Ora, é assim, balizado por esta dicotomia hierarquia-autonomia, que o magistrado do Ministério Público dirige os inquéritos-crime, com os limites estabelecidos pela lei (normas expressamente previstas na lei processual, v.g. Código de Processo Penal) e pelas diretivas, ordens e instruções emanadas pelo Procurador-Geral da República.
O Procurador-Geral da República tem vastíssimas competências (elencadas no artigo 19.º do EMP), contudo, foquemo-nos no poder de emitir as diretivas, ordens e instruções que não são mais do que o exercício do seu poder hierárquico.
As diretivas desempenham um papel fundamental na uniformização de procedimentos, garantindo ao cidadão que há uma intervenção padronizada, por parte dos magistrados do Ministério Público e são publicadas no Diário da República.
São variadas as diretivas emanadas pela PGR que conformam a atuação dos magistrados, passando pelos vários campos de atuação do Ministério Público (criminal, família e menores, cível, execuções, etc.).
Destacamos, título de exemplo, a diretiva da PGR n.º 1/2023 na qual se definem linhas orientadoras de atuação para crimes de investigação prioritária, para o biénio 2023/2025, em cumprimento da Lei n.º 17/2006, de 23 de maio (Lei-Quadro da Política Criminal); a diretiva da PGR n.º 1/2014 relativa aos procedimentos a adotar quando se determina a suspensão provisória do processo; a diretiva da PGR n.º 1/2016, no que diz respeito e especial ao requerimento para processo sumaríssimo; a diretiva da PGR n.º 5/2019 relativamente ao fenómeno da violência doméstica.

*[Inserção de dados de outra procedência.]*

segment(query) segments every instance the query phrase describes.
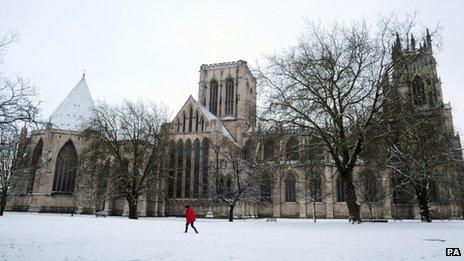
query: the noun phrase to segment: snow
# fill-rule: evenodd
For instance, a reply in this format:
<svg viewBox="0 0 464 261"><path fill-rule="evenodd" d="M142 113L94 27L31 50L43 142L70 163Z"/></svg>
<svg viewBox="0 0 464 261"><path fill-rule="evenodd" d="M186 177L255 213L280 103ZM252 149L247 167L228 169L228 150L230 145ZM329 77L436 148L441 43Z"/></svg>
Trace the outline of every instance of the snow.
<svg viewBox="0 0 464 261"><path fill-rule="evenodd" d="M446 260L464 246L463 221L198 219L7 212L0 217L0 260ZM444 242L442 242L444 240Z"/></svg>
<svg viewBox="0 0 464 261"><path fill-rule="evenodd" d="M92 117L94 106L85 77L76 84L50 116L53 128L82 131Z"/></svg>

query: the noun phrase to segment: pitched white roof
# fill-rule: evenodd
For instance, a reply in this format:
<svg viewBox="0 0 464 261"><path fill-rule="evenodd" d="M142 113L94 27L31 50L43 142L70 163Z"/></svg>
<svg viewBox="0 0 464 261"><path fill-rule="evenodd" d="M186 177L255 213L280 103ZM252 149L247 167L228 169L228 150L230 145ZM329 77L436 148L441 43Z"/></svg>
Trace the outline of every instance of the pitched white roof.
<svg viewBox="0 0 464 261"><path fill-rule="evenodd" d="M92 117L93 106L92 96L83 75L52 113L49 122L55 129L82 131Z"/></svg>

Esta última é paradigmática do exercício do poder hierárquico que temos vindo a falar. Não obstante não ser possível dar instruções, em concreto, nos inquéritos-crime, reiteramos, o PGR tem o poder de condicionar a atuação de todos os magistrados ao determinar se observem determinados procedimentos.

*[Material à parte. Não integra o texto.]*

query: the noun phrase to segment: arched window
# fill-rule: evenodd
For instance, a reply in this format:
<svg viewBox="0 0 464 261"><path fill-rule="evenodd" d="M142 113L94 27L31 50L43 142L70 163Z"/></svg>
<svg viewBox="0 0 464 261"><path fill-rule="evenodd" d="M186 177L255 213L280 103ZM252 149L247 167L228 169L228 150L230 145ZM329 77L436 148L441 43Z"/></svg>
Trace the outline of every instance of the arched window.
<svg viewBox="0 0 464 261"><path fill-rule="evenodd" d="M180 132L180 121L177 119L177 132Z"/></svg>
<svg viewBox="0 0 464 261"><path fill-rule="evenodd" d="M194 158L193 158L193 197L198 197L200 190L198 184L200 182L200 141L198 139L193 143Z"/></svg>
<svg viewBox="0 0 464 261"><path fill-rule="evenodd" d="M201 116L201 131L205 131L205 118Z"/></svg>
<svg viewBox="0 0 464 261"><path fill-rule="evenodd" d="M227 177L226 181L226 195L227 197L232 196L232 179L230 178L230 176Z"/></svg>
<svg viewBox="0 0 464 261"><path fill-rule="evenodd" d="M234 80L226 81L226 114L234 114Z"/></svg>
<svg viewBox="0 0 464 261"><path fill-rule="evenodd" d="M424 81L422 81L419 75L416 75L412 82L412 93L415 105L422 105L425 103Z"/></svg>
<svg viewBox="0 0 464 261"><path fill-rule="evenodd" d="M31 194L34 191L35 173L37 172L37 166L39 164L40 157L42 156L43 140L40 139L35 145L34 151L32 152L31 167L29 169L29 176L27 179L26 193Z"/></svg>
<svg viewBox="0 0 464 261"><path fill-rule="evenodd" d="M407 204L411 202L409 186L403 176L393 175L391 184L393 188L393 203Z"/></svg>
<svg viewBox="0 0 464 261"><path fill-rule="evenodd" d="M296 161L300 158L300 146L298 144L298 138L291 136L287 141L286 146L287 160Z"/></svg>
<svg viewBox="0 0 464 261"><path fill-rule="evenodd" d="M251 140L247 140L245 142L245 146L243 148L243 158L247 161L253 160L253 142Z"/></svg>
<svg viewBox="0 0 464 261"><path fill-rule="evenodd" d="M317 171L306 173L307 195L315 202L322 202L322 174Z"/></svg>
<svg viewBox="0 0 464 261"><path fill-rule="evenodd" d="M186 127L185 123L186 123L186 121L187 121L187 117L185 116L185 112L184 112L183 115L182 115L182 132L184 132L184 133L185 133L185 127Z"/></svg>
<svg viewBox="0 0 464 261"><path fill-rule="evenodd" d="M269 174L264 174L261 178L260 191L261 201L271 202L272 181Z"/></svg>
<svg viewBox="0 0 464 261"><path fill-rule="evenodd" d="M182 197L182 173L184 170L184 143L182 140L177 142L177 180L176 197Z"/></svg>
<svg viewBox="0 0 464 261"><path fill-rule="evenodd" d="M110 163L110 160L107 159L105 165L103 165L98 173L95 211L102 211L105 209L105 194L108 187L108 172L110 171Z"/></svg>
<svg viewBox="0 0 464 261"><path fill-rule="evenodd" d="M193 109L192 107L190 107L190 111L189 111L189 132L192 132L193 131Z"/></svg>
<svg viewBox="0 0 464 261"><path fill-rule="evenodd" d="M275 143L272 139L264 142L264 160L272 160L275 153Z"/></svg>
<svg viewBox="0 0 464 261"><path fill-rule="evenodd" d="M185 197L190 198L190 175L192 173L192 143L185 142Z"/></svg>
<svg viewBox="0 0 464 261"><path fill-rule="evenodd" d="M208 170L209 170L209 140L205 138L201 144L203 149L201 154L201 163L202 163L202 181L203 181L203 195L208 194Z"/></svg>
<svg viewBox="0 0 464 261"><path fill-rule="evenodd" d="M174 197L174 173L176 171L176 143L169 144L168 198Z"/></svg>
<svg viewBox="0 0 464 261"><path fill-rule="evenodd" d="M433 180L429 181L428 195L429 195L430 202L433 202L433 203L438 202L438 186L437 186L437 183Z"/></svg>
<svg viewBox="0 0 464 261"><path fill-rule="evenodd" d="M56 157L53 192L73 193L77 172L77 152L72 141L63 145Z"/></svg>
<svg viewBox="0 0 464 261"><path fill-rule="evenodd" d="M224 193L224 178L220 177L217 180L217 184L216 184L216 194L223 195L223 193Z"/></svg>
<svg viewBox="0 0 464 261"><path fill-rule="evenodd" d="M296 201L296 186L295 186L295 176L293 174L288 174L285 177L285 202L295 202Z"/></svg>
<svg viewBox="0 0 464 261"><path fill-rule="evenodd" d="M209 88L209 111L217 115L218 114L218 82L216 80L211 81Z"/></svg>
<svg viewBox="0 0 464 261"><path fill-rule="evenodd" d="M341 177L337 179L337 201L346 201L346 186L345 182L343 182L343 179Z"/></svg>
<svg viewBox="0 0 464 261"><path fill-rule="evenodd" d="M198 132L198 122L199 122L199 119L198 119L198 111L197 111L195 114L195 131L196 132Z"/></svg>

A diretiva da PGR n.º 5/2019 impõe, entre o mais, que se observem atos urgentes de modo a que o Ministério Público se pronuncie sobre eventuais medidas de coação e medidas de proteção à vítima, em 72 horas; estabelece casos em que é obrigatório que o Magistrado do Ministério Público promova a tomada de declarações para memória futura; define os termos em que deverá ter lugar a suspensão provisória do processo, determina se articulem as jurisdições criminais e de família e menores.
Em suma, pretendemos deixar claro que a hierarquia na magistratura do Ministério Público existe, vem sendo exercida, mas é distinta do vínculo hierárquico existente na administração pública.